Une image rhétorique. Pour l'Europe, le terme « Union » est lourd de signification. Les détails et les ambitions peuvent varier mais le principe est clair: une zone de libre circulation des marchandises, des personnes, des capitaux ; des institutions communes habilitées à prendre des décisions. L'Union pour la méditerranée (UpM) ne remplit pas les conditions de ce modèle, même pas en tant qu'objectif pour l'avenir.
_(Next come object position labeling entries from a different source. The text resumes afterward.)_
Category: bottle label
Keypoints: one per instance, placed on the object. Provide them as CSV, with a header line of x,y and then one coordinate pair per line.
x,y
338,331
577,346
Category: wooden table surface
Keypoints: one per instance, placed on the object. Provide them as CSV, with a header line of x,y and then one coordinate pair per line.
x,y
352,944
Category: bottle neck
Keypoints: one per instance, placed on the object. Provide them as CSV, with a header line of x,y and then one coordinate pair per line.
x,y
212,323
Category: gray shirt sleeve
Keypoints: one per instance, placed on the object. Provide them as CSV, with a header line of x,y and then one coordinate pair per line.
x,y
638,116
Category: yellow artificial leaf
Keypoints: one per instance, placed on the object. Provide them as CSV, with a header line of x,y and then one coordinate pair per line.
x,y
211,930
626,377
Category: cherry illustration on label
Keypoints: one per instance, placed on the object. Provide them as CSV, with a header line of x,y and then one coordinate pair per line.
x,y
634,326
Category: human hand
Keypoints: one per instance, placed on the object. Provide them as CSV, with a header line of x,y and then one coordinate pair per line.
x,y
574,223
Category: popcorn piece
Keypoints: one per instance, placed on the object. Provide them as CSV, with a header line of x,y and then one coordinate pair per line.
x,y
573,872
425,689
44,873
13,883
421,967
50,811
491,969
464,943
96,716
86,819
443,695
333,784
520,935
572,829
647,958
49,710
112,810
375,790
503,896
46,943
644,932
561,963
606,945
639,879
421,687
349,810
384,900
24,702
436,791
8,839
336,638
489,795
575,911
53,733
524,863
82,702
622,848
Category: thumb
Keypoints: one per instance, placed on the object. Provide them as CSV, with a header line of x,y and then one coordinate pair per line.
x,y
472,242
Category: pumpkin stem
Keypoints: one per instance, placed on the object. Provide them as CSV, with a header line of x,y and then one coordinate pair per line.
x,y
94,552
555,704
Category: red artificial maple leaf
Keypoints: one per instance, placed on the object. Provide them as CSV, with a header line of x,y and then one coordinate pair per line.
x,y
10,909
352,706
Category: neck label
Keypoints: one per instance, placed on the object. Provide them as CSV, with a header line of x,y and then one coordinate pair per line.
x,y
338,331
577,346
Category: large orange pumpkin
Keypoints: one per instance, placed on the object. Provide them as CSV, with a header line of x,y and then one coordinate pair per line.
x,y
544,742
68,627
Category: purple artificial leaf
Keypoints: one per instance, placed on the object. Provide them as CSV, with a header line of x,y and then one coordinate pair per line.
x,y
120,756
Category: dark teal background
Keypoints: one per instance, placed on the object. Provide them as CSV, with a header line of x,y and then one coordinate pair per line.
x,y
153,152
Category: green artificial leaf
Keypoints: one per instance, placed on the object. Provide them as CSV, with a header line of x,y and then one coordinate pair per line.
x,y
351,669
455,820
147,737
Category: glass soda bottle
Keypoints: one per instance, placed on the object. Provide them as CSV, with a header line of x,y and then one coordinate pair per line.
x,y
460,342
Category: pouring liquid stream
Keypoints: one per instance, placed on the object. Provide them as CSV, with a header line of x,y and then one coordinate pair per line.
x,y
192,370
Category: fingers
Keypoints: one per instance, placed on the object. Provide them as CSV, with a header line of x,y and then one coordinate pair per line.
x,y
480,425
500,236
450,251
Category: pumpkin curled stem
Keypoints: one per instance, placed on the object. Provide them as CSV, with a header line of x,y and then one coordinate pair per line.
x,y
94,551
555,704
Une vaste zone de libre-échange, considérée généralement comme la base de toute union, ne peut pas être envisagée dans ce cas car les pays tiers méditerranéens n'ont pas l'intention de la réaliser entre eux. Tout au plus, ils s'efforcent de la concrétiser avec l'UE sur le plan bilatéral ; certains pays l'ont déjà réalisée (Turquie), d'autres progressent dans cette direction (Maroc et Tunisie en tête), l'Algérie n'est pas intéressée ; et il n'existe aucun projet de la réaliser sinon par petits groupes. Les frontières entre certains pays sont fermées: on ne passe pas ! La grande zone de libre-échange n'est qu'une image rhétorique que le Parlement européen proclame dans ces résolutions. Ce que les pays tiers méditerranéens recherchent est, à quelques exceptions près, le libre accès bilatéral au marché européen. Cette fracture commerciale a des répercussions directes sur les investissements. Une entreprise de l'UE pourrait envisager d'installer des productions sur la rive Sud si un large marché correspondant à l'ensemble de la zone lui était ouvert ; mais aucun investissement significatif ne se justifie pour un petit marché national. C'est ainsi que les investissements européens vont ailleurs.
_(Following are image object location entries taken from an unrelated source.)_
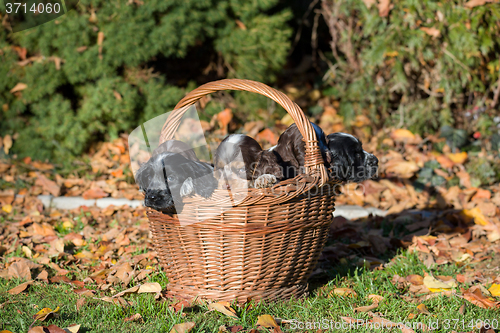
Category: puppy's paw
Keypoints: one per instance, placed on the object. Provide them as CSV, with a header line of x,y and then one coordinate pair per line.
x,y
265,180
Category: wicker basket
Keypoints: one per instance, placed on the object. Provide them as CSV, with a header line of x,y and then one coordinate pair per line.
x,y
263,248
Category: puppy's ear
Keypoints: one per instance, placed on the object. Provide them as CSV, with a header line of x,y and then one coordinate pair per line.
x,y
187,187
205,185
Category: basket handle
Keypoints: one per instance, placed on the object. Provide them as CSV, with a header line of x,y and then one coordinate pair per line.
x,y
313,159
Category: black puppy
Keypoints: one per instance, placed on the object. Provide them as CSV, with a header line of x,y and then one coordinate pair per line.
x,y
291,150
349,162
176,146
240,162
168,177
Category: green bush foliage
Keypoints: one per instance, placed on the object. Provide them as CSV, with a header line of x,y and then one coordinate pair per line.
x,y
425,65
79,91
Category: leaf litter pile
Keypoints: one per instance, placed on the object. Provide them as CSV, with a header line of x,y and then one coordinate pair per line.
x,y
436,210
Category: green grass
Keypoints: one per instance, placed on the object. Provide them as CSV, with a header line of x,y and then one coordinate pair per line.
x,y
99,316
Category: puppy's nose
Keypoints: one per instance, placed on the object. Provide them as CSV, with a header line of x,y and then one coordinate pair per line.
x,y
373,160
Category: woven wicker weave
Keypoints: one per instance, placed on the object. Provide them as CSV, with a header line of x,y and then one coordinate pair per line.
x,y
263,248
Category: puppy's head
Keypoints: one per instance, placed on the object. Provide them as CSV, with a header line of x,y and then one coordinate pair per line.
x,y
349,162
234,161
168,177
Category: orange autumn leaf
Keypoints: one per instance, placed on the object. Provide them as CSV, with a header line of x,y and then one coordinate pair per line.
x,y
477,298
445,162
94,193
458,158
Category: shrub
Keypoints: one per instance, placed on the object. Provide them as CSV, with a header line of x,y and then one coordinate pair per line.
x,y
89,74
427,64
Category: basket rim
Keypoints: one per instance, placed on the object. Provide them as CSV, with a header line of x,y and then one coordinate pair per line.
x,y
313,158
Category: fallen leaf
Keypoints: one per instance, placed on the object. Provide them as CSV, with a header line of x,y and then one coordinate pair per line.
x,y
431,31
415,279
475,3
366,308
72,329
150,287
136,317
79,303
268,136
477,298
182,328
475,214
494,290
423,309
402,135
376,298
458,158
45,313
19,87
268,321
7,208
352,320
54,329
436,285
20,270
48,185
20,288
384,7
225,308
94,193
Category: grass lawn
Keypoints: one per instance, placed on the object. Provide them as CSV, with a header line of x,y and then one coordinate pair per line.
x,y
446,313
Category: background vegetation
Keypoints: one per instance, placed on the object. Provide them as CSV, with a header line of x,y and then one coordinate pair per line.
x,y
101,69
Globalement, l'idée de négocier en commun leurs relations avec l'UE n'est même pas prise en considération par ces pays, tellement les degrés d'ambition sont différents: l'adhésion pour la Turquie et les pays balkaniques ; des relations spéciales très étroites pour le Maroc et Israël ; une coopération économique sans libre-échange pour l'Algérie ; et ainsi de suite. Chaque position est compréhensible, sur le plan bilatéral, les progrès sont parfois remarquables et les perspectives positives ; mais les ambitions et les résultats n'ont aucun rapport avec la réalisation d'une union.
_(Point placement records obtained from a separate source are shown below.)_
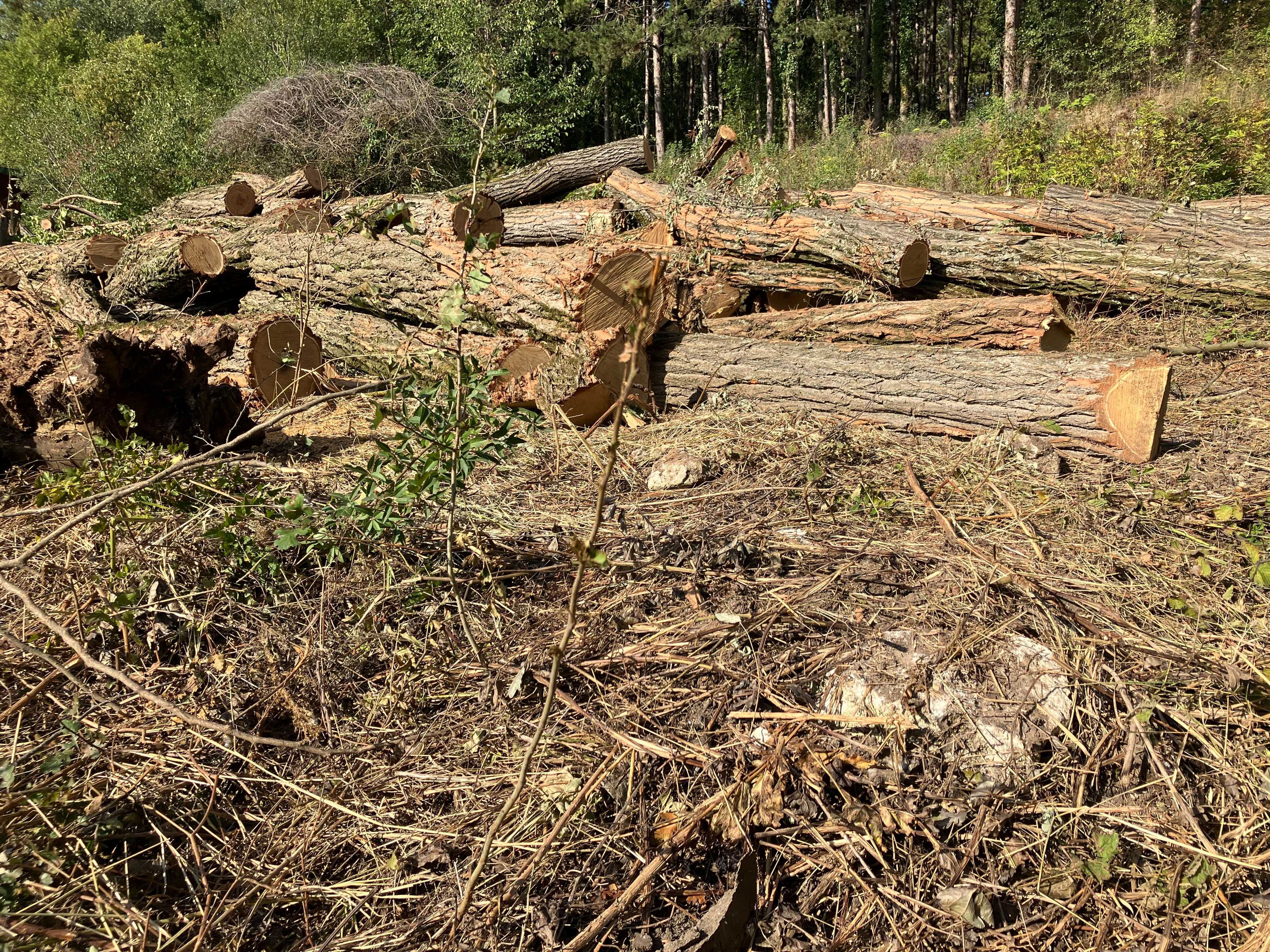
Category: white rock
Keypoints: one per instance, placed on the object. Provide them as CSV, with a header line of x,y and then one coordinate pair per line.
x,y
676,469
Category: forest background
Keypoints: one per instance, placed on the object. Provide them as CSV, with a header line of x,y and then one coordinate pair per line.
x,y
126,99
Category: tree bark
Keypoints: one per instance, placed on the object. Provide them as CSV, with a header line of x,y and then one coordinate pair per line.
x,y
1113,405
1100,271
1010,53
567,172
882,251
765,38
1003,323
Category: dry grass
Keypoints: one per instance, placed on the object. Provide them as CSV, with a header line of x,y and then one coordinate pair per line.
x,y
138,833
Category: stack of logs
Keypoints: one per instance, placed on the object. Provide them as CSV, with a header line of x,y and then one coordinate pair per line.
x,y
783,310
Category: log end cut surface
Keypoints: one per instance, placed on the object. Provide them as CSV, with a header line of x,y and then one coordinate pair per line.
x,y
241,200
203,256
1135,407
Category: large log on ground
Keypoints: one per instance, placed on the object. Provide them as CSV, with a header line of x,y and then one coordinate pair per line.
x,y
568,171
884,252
533,291
1108,215
1107,404
55,389
1006,323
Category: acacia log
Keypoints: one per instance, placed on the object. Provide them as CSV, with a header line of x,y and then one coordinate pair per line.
x,y
1008,323
1101,271
886,252
568,171
1101,403
162,264
538,291
723,140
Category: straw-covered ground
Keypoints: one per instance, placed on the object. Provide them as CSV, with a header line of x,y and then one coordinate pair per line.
x,y
1038,725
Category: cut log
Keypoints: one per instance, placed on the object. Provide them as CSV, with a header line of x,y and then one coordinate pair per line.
x,y
1107,215
1101,271
569,171
563,223
488,219
1006,323
58,390
724,140
285,361
162,264
623,295
103,252
583,376
536,291
1113,405
886,252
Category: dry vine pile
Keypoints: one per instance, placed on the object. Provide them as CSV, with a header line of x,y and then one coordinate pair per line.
x,y
851,687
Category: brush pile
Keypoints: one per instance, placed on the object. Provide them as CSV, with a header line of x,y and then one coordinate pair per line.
x,y
838,685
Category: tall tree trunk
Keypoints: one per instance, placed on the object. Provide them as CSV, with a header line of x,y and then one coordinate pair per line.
x,y
765,37
953,61
1193,37
1010,53
658,113
893,59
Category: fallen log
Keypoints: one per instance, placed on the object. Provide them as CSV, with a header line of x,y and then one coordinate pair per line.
x,y
533,291
1006,323
1113,405
886,252
583,376
164,264
1123,218
1101,271
58,393
723,140
569,171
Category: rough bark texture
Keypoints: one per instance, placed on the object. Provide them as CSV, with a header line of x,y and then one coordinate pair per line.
x,y
563,223
567,172
1142,219
1098,271
536,291
1006,323
886,252
1107,404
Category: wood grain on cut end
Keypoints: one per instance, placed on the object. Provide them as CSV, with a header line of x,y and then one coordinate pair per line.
x,y
203,254
103,252
241,200
285,361
487,220
1135,408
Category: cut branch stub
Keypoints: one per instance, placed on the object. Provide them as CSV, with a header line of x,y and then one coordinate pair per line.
x,y
488,219
285,361
203,254
103,252
613,300
241,200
La valorisation du capital humain. Face à ces constatations, plusieurs observateurs, surtout dans les milieux intellectuels musulmans, estiment que l'attention devrait se concentrer en priorité sur la libre circulation des personnes, sur la valorisation du «capital humain» dans un double but: utiliser positivement la complémentarité démographique (le nombre de jeunes est en baisse du côté européen et en hausse du côté des pays tiers méditerranéens) et intensifier le dialogue des cultures afin d'améliorer la compréhension réciproque. L'intérêt de cet aspect de la coopération euro-méditerranéenne a été reconnu par Eneko Landaburu, directeur général « Relations extérieures » de la Commission européenne, et la BEI (Banque européenne d'investissement) a organisé en novembre dernier un séminaire visant à clarifier ses opportunités de financements (par l'instrument FEMIP) dans le domaine de l'éducation et de la formation (voir notre bulletin n° 9788). Mais comment créer, dans le cadre de l'UpM, une zone euro-méditerranéenne de libre circulation des personnes, alors que presque rien n'existe dans ce domaine entre les pays tiers méditerranéens ? Les intellectuels qui en parlent, sur un ton parfois agressif, ne visent que l'ouverture de l'UE aux ressortissants de leur pays. Rien qui donne l'impression d'une union, même pas au niveau des intentions ou des aspirations.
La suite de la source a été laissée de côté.